É também uma forma de chegar a mais públicos ou não pensa nisso quando aceita o tal desafio?
Não penso. Penso que estou a cantar numa língua que não domino mas que tenho que fazer passar a mensagem. Mas só aprendo o que tenho que cantar e pronto – a partir daí não sei dizer mais nada.
Já lhe aconteceu virem falar consigo nesses dialetos?
Já. Na Guiné-Bissau há um dialeto que é o fula e muita gente achou que eu fosse fula, graças a Deus, porque cantei muito bem a língua deles e a fonética estava no ponto. Até hoje muita gente dessa etnia fala comigo em fula e diz que eu também sou parecida com fulas.
Sei que o seu pai é de Cabo Verde, mas tem alguma etnia na Guiné-Bissau?

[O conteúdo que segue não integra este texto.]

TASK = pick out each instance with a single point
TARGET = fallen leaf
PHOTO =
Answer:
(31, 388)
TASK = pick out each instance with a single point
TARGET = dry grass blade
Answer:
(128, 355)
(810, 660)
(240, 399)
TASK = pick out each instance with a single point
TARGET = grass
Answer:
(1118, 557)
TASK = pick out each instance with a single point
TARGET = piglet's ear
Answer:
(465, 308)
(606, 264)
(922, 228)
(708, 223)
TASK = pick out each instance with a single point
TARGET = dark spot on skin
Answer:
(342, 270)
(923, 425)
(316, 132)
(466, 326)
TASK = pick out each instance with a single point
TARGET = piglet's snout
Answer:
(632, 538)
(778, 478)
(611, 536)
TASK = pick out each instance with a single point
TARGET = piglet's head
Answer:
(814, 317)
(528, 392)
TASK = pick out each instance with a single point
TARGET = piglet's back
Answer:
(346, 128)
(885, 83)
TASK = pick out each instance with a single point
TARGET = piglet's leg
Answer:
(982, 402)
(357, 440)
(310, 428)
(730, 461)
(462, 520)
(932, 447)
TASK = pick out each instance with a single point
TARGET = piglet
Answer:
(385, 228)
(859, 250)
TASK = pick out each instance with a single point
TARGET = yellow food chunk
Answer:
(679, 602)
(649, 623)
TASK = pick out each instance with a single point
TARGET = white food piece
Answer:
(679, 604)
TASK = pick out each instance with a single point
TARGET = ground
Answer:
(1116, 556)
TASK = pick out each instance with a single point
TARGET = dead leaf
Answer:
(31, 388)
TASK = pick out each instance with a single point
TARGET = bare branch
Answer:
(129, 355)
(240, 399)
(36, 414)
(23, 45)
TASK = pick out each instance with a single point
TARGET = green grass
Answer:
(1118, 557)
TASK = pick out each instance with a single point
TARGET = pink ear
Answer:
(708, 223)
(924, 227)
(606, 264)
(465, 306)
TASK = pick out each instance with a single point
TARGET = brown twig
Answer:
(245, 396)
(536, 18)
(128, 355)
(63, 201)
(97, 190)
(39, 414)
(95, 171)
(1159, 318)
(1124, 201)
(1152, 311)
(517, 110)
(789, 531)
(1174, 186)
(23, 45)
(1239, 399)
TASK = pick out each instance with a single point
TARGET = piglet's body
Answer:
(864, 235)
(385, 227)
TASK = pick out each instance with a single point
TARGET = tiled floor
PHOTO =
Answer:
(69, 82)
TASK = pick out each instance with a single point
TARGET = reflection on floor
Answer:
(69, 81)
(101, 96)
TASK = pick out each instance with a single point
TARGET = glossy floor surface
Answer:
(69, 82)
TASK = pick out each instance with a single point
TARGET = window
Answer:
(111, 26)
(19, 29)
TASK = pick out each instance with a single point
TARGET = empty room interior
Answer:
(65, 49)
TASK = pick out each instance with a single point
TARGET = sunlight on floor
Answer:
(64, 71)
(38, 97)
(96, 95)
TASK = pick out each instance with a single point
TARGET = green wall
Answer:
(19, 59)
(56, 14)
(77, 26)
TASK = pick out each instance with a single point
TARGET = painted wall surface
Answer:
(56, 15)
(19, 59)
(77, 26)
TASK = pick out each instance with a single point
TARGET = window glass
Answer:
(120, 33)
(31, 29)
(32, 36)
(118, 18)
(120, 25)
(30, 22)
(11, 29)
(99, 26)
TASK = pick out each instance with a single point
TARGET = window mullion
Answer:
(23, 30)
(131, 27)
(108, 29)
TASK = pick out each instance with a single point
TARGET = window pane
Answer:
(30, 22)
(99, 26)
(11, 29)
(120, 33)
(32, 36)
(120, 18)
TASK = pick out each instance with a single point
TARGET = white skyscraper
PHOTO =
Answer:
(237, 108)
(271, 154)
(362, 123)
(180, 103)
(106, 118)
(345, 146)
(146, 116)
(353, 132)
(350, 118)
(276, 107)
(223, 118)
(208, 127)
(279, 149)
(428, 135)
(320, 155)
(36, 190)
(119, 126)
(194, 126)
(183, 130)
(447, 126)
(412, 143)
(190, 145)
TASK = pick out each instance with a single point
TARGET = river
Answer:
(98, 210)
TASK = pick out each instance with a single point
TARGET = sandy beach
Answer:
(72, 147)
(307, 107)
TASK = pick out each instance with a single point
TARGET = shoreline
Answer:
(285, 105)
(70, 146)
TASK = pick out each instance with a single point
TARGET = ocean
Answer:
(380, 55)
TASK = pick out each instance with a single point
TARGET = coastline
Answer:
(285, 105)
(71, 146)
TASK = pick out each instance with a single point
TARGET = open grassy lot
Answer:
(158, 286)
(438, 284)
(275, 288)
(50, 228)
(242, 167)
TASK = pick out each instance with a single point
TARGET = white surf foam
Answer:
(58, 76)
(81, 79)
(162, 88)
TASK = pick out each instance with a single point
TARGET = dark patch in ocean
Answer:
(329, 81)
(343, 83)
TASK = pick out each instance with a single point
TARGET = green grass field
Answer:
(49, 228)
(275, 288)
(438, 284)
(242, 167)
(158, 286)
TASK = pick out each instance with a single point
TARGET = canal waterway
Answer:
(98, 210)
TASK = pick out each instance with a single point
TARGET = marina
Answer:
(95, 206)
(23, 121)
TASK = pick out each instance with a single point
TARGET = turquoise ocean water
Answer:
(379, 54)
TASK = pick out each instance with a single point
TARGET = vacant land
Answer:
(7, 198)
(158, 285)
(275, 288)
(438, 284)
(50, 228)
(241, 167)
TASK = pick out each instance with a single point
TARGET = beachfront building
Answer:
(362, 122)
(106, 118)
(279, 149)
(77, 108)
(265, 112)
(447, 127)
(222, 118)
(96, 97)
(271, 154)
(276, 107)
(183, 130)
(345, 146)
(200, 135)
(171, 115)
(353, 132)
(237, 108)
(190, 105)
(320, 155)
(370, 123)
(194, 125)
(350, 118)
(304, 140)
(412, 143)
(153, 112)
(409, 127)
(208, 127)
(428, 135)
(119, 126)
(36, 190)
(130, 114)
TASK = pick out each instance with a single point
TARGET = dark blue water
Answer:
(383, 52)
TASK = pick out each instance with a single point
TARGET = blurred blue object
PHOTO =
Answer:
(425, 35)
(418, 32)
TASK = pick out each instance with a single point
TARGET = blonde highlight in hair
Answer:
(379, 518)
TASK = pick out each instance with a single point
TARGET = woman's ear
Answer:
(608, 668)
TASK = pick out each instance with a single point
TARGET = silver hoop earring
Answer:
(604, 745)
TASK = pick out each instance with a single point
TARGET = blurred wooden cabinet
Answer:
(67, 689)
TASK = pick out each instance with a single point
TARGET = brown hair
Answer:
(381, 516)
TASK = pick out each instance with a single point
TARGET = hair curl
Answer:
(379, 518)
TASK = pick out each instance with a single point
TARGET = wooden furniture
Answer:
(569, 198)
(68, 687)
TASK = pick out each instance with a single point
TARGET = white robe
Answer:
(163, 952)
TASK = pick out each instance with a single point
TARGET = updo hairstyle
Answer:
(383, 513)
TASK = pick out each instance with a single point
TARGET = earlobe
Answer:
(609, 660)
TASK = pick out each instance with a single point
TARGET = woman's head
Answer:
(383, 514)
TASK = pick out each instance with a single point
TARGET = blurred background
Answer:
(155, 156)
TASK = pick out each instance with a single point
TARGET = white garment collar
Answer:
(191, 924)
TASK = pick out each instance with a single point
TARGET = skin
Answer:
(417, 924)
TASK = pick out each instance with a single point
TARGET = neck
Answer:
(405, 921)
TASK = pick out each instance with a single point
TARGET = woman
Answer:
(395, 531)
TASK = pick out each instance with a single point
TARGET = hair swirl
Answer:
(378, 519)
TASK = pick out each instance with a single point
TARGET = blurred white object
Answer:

Costumo dizer sempre: eu sou guineense, ponto final. Nasci em Bissau. Tenho muita mistura, sou uma mestiça, digamos assim – não posso dizer que sou deste deste ou daquele. Se formos parar para ver, tenho um bisavô português, nortenho, tenho Cabo Verde, Alemanha, S. Tomé, é uma mistura muito grande.
Existe muito essa questão das etnias na Guiné-Bissau, as pessoas dividem-se?
Não, não existe. Por incrível que pareça, antes de sair da Guiné-Bissau para vir viver para Portugal há 30 anos nunca dei conta do fulano ser isto e do beltrano ser aquilo. Felizmente!
A música da Guiné-Bissau ainda é menos conhecida em Portugal do que a música de outros países africanos…
E no mundo também…
Um dos estilos base do país é o gumbé. Como se define?
É um som urbano. Temos muitos estilos tradicionais e o gumbé é, digamos assim, o tradicional urbano.
Onde nasceu este estilo, consegue-se traçar a sua história?
Até hoje não sei, porque já ouvi o gumbé numa outra parte de África, portanto não arrisco em dizer onde nasceu. Mas o nome gumbé é guineense.
Fazendo aqui uma viagem pelos seus álbuns, que começam em 2001: cantou gumbé, depois com um bocadinho de blues, trouxe as influências cabo-verdianas, em 2011 gravou alguns clássicos da música de Angola e nos seus dois últimos trabalhos (Nha Sunhu, de 2015, e agora Ibra) voltou outra vez às suas raízes. Que viagem tem sido esta?
Bem, não sou realmente cantadora de gumbé. Tenho um tema ou outro no disco. Basicamente tento passar um pouco de cada estilo da Guiné-Bissau de uma forma mais misturada, para poder também abranger outras pessoas, visto que eu – ou nós, neste caso – estamos a tentar dar a conhecer a música da Guiné-Bissau e a cultura em si na world music. Os clássicos de Angola cantei porque o meu pai viveu lá durante 40 anos, até falecer, e, por isso, era uma forma de agradecer esse acolhimento. Infelizmente esse disco não saiu, não sei porquê – está em Angola, nas mãos de alguém. Mas vou seguindo a minha carreira de disco em disco, já estou no quinto álbum, o meu Ibra, sempre a tentar mostrar a cultura e a música da Guiné-Bissau da forma mais fiel possível.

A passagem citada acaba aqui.